After ten minutes of lounging and waking up, he rolled out of the bed and sauntered toward the bathroom. First, he took a long shower, making sure to clean away all the blood that had clotted on his skin from the night before. When out of the shower, he used the camera on his phone to assess the damage to his throat. The wound gaped, deep and ugly. But it was healing. He took a while, slowly applying the bandage - sitting there on the closed toilet, testing his vocal chords.
<Clover> As a child, Clover had the most vivid dreams imaginable, each one filled with vibrant colors and picturesque landscapes. But over time, the quality of her dreams declined. The colors faded. The landscapes transformed. Clover’s nights became blanks; her dreams became black blurbs decorating her sleep cycle. She had no reason to look forward to sleep, and she had no reason to fear sleep. After the accident, when she’d closed her eyes, she met the same darkness she associated with sleep. There were no nightmares, no reliving the moments before, during, and after the blade sliced through her flesh and bone. Her handicap made it quite easy for her to navigate the dreamscape.
Falling asleep had been tricky. Even though she’d closed her eyes, she’d fought the familiar heaviness of sleep. Her body had refused the rest. Her mind had continued going, reviewing every little detail of her day, but her review had skipped over the bloody mess. Perhaps it was her mind protecting her, or perhaps she had no interest in remembering. Before she had the opportunity to delve into the hidden meanings, she’d fallen asleep. She’d given in to the pressure of the rising sun. After that, time meant nothing until she felt the release offered by the setting sun.

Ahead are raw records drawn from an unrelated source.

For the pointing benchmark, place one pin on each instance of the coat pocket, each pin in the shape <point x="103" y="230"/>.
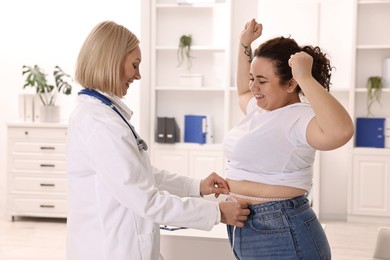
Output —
<point x="150" y="245"/>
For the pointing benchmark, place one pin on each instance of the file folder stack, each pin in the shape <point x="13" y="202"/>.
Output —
<point x="195" y="129"/>
<point x="167" y="130"/>
<point x="370" y="132"/>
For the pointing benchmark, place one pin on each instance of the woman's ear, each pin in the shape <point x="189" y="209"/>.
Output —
<point x="292" y="85"/>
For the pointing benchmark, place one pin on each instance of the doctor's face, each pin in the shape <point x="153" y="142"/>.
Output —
<point x="131" y="69"/>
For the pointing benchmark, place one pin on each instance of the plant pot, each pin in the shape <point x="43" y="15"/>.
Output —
<point x="49" y="114"/>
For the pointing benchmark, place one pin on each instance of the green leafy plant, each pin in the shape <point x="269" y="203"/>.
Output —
<point x="36" y="78"/>
<point x="374" y="92"/>
<point x="184" y="51"/>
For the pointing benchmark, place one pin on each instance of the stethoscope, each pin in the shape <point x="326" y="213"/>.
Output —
<point x="140" y="142"/>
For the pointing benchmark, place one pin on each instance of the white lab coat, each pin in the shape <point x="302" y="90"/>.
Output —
<point x="116" y="199"/>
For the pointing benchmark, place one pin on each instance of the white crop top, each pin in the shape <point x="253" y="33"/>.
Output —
<point x="270" y="147"/>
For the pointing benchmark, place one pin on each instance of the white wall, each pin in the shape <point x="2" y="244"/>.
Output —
<point x="49" y="33"/>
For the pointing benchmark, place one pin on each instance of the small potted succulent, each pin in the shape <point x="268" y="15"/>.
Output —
<point x="47" y="93"/>
<point x="184" y="56"/>
<point x="374" y="92"/>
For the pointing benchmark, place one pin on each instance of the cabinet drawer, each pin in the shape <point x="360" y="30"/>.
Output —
<point x="41" y="185"/>
<point x="42" y="206"/>
<point x="42" y="165"/>
<point x="38" y="147"/>
<point x="27" y="133"/>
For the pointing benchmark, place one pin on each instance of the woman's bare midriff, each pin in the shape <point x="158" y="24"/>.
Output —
<point x="261" y="190"/>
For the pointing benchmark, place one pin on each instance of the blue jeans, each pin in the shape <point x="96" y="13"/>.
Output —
<point x="287" y="229"/>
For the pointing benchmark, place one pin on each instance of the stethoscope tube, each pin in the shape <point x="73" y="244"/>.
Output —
<point x="140" y="142"/>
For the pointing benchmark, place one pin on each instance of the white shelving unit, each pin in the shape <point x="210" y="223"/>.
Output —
<point x="368" y="196"/>
<point x="209" y="24"/>
<point x="36" y="170"/>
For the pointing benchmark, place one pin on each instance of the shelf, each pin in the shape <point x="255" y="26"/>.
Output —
<point x="190" y="146"/>
<point x="368" y="2"/>
<point x="373" y="46"/>
<point x="364" y="90"/>
<point x="193" y="48"/>
<point x="185" y="5"/>
<point x="202" y="89"/>
<point x="371" y="151"/>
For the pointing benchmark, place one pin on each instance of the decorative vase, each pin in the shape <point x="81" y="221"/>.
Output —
<point x="49" y="114"/>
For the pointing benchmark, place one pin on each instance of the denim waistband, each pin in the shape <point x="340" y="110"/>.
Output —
<point x="275" y="205"/>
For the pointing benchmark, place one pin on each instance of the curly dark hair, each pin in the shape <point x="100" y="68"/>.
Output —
<point x="280" y="49"/>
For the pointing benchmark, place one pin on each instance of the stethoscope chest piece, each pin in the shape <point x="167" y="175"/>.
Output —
<point x="140" y="142"/>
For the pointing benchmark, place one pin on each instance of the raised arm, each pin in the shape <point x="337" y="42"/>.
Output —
<point x="332" y="126"/>
<point x="251" y="32"/>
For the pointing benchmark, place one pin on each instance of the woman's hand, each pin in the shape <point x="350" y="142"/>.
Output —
<point x="251" y="32"/>
<point x="214" y="184"/>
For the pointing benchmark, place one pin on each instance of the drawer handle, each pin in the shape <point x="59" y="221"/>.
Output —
<point x="48" y="165"/>
<point x="47" y="148"/>
<point x="47" y="185"/>
<point x="46" y="206"/>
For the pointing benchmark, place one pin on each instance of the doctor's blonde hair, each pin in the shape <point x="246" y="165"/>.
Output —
<point x="100" y="61"/>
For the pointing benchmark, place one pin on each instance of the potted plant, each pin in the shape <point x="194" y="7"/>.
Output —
<point x="184" y="56"/>
<point x="184" y="51"/>
<point x="47" y="93"/>
<point x="374" y="91"/>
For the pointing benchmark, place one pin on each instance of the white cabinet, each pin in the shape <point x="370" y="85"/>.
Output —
<point x="370" y="185"/>
<point x="369" y="181"/>
<point x="372" y="47"/>
<point x="209" y="24"/>
<point x="36" y="170"/>
<point x="193" y="161"/>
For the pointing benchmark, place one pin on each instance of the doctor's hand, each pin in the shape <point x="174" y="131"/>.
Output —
<point x="214" y="184"/>
<point x="233" y="213"/>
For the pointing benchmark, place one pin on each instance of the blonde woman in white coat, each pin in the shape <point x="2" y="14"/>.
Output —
<point x="117" y="199"/>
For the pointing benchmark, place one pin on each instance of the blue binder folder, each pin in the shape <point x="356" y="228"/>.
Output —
<point x="195" y="129"/>
<point x="370" y="132"/>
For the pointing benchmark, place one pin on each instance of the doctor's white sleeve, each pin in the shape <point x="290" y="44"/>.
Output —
<point x="128" y="175"/>
<point x="177" y="184"/>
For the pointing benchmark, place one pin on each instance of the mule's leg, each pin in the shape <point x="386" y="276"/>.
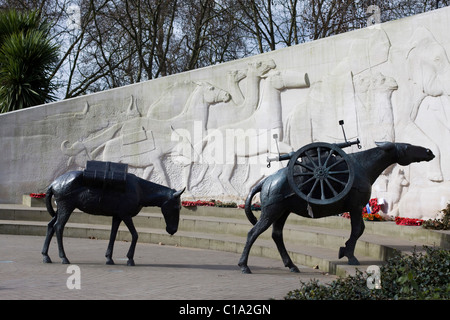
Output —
<point x="266" y="219"/>
<point x="134" y="236"/>
<point x="63" y="216"/>
<point x="112" y="238"/>
<point x="48" y="238"/>
<point x="357" y="224"/>
<point x="277" y="236"/>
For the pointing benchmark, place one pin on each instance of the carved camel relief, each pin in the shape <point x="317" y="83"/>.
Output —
<point x="250" y="137"/>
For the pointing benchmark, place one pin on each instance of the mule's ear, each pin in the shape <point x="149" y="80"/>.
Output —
<point x="178" y="193"/>
<point x="386" y="146"/>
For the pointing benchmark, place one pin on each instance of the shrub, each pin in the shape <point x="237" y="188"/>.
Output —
<point x="418" y="276"/>
<point x="439" y="224"/>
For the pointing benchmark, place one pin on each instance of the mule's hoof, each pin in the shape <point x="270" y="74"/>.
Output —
<point x="294" y="269"/>
<point x="246" y="270"/>
<point x="353" y="261"/>
<point x="110" y="262"/>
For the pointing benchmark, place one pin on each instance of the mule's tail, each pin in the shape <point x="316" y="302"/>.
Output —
<point x="248" y="202"/>
<point x="48" y="201"/>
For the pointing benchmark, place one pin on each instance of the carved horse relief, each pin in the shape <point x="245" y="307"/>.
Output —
<point x="142" y="142"/>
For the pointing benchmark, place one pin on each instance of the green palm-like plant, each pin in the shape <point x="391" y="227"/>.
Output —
<point x="27" y="57"/>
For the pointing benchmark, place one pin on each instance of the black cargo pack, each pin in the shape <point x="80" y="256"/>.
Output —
<point x="106" y="175"/>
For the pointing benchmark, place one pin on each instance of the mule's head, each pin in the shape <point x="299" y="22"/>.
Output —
<point x="407" y="153"/>
<point x="171" y="211"/>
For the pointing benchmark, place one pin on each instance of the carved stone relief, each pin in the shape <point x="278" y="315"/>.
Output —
<point x="212" y="129"/>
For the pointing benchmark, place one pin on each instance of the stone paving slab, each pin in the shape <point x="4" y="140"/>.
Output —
<point x="162" y="272"/>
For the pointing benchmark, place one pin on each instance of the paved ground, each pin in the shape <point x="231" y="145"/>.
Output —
<point x="161" y="272"/>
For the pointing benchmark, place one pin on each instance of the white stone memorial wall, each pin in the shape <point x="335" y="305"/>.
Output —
<point x="212" y="129"/>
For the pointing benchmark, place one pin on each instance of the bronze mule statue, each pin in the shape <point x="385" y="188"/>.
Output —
<point x="278" y="200"/>
<point x="71" y="192"/>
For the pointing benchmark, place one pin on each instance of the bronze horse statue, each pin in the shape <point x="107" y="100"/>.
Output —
<point x="278" y="200"/>
<point x="71" y="192"/>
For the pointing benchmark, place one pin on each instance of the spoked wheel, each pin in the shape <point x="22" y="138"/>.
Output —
<point x="321" y="173"/>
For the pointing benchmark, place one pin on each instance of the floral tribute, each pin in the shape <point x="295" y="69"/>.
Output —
<point x="408" y="221"/>
<point x="37" y="195"/>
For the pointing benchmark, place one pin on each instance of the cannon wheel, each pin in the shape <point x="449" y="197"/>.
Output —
<point x="320" y="173"/>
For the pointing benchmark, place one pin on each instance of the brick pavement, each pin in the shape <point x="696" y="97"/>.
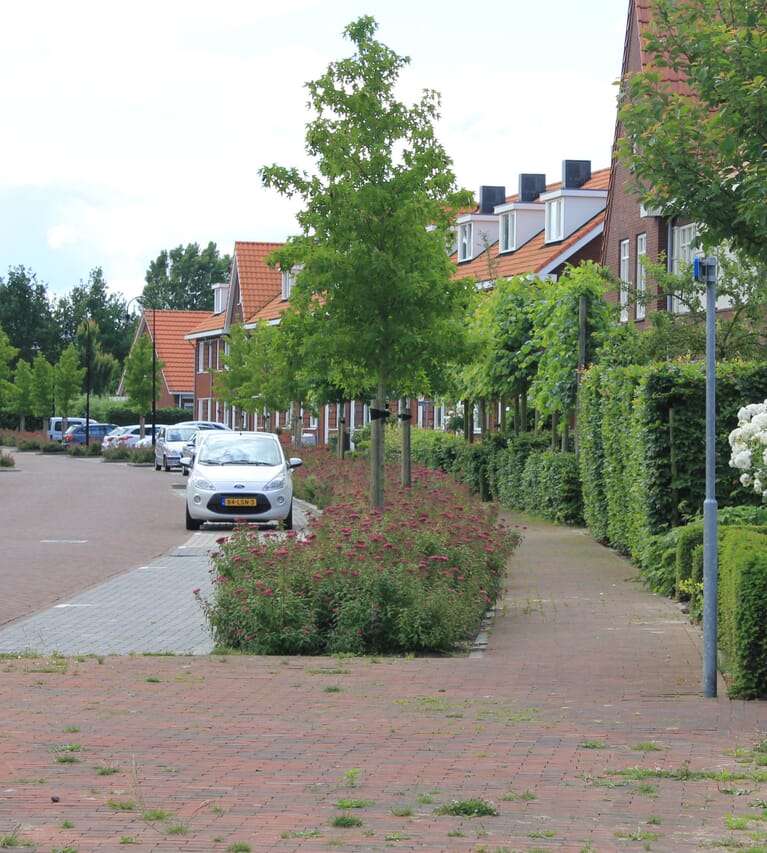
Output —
<point x="583" y="722"/>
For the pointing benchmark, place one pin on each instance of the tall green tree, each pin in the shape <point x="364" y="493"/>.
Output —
<point x="92" y="300"/>
<point x="21" y="394"/>
<point x="181" y="279"/>
<point x="68" y="379"/>
<point x="697" y="149"/>
<point x="138" y="378"/>
<point x="8" y="355"/>
<point x="571" y="318"/>
<point x="26" y="315"/>
<point x="372" y="256"/>
<point x="43" y="396"/>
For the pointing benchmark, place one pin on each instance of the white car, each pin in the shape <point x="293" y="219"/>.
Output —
<point x="171" y="441"/>
<point x="240" y="476"/>
<point x="130" y="436"/>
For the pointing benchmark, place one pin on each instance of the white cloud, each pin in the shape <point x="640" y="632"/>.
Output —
<point x="60" y="235"/>
<point x="135" y="128"/>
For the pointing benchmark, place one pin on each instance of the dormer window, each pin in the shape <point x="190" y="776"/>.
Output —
<point x="288" y="280"/>
<point x="220" y="293"/>
<point x="508" y="235"/>
<point x="465" y="241"/>
<point x="555" y="220"/>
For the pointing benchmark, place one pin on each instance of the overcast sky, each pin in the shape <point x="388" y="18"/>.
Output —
<point x="135" y="127"/>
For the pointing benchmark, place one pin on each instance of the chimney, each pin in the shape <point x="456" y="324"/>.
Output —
<point x="575" y="173"/>
<point x="531" y="186"/>
<point x="489" y="197"/>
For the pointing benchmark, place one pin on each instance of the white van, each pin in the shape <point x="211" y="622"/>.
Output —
<point x="55" y="432"/>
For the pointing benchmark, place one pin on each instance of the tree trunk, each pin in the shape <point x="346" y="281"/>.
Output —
<point x="297" y="424"/>
<point x="405" y="416"/>
<point x="468" y="422"/>
<point x="377" y="423"/>
<point x="341" y="430"/>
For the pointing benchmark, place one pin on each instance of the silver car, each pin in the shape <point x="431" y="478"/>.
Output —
<point x="240" y="476"/>
<point x="170" y="442"/>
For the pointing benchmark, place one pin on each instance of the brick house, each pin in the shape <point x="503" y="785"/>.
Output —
<point x="632" y="230"/>
<point x="168" y="331"/>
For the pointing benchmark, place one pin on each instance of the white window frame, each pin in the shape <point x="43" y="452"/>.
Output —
<point x="641" y="279"/>
<point x="555" y="220"/>
<point x="684" y="255"/>
<point x="288" y="279"/>
<point x="508" y="231"/>
<point x="624" y="255"/>
<point x="466" y="241"/>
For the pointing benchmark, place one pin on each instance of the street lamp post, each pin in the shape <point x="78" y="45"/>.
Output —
<point x="154" y="359"/>
<point x="87" y="381"/>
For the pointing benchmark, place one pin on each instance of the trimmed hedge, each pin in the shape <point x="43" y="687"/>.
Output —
<point x="642" y="443"/>
<point x="742" y="628"/>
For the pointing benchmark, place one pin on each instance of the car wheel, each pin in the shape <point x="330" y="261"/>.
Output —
<point x="192" y="523"/>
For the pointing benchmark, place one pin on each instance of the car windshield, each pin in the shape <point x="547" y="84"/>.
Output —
<point x="243" y="451"/>
<point x="180" y="433"/>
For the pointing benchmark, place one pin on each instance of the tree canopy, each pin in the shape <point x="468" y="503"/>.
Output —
<point x="181" y="279"/>
<point x="372" y="259"/>
<point x="695" y="119"/>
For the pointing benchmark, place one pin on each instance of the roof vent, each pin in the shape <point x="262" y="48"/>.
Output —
<point x="531" y="186"/>
<point x="575" y="173"/>
<point x="489" y="197"/>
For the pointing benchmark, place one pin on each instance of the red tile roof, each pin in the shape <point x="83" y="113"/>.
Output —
<point x="169" y="329"/>
<point x="536" y="256"/>
<point x="258" y="282"/>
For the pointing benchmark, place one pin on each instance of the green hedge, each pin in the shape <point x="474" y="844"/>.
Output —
<point x="642" y="443"/>
<point x="742" y="628"/>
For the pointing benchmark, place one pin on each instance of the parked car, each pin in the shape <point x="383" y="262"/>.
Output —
<point x="76" y="434"/>
<point x="111" y="437"/>
<point x="171" y="440"/>
<point x="190" y="448"/>
<point x="55" y="431"/>
<point x="240" y="475"/>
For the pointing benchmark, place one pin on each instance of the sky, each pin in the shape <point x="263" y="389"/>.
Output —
<point x="136" y="127"/>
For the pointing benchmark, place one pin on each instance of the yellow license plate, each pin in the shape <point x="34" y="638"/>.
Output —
<point x="240" y="502"/>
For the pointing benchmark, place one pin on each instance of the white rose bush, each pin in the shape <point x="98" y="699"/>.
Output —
<point x="748" y="442"/>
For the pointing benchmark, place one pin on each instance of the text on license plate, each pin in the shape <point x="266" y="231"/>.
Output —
<point x="240" y="502"/>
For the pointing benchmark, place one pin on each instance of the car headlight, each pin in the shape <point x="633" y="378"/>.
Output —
<point x="203" y="484"/>
<point x="277" y="483"/>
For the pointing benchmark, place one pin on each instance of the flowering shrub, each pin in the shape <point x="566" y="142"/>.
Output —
<point x="749" y="446"/>
<point x="418" y="577"/>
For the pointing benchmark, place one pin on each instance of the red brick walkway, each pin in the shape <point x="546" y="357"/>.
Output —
<point x="583" y="724"/>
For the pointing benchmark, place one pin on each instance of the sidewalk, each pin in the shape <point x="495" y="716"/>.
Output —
<point x="582" y="722"/>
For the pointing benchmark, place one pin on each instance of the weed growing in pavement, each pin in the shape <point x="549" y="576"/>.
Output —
<point x="418" y="577"/>
<point x="468" y="808"/>
<point x="122" y="805"/>
<point x="352" y="804"/>
<point x="403" y="811"/>
<point x="645" y="746"/>
<point x="345" y="821"/>
<point x="14" y="839"/>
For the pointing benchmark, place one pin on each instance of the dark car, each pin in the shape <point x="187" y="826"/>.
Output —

Even before she opened her eyes, she knew she was alone. She couldn’t feel his body next to her. When she stretched out her arm and spread her fingers apart, she felt nothing but the sheets, and she held nothing but the sheets. He’d left her. Wherever he had gone, he’d left her. Clover could have dragged herself out of bed, but she hesitated. Instead of getting up, she reached down and pulled the sheets up over her tanktop and up over her head. She hid herself underneath the fabric, blocking out the rest of the world. She didn’t want him there anyway.
<Jesse Fforde> Satisfied that he could talk - even if he sounded like an old man who’d had half his throat taken out due to cancer - Jesse finished drying himself off. A crisp, white bandage was applied around his neck; the bleeding had at least stopped, and the fabric wouldn’t be stained, outwardly. Unless under duress, he supposed. His hair was combed and slicked to the side, his body only slightly glistening with residual water as he stepped out of the bathroom with the towel around his waist. His clothes were scattered all over the place - some kept at Clover’s apartment, some kept upstairs. Some kept at Larch Court - all moved from the apartment at Veil Towers. He didn’t go there anymore. Ever.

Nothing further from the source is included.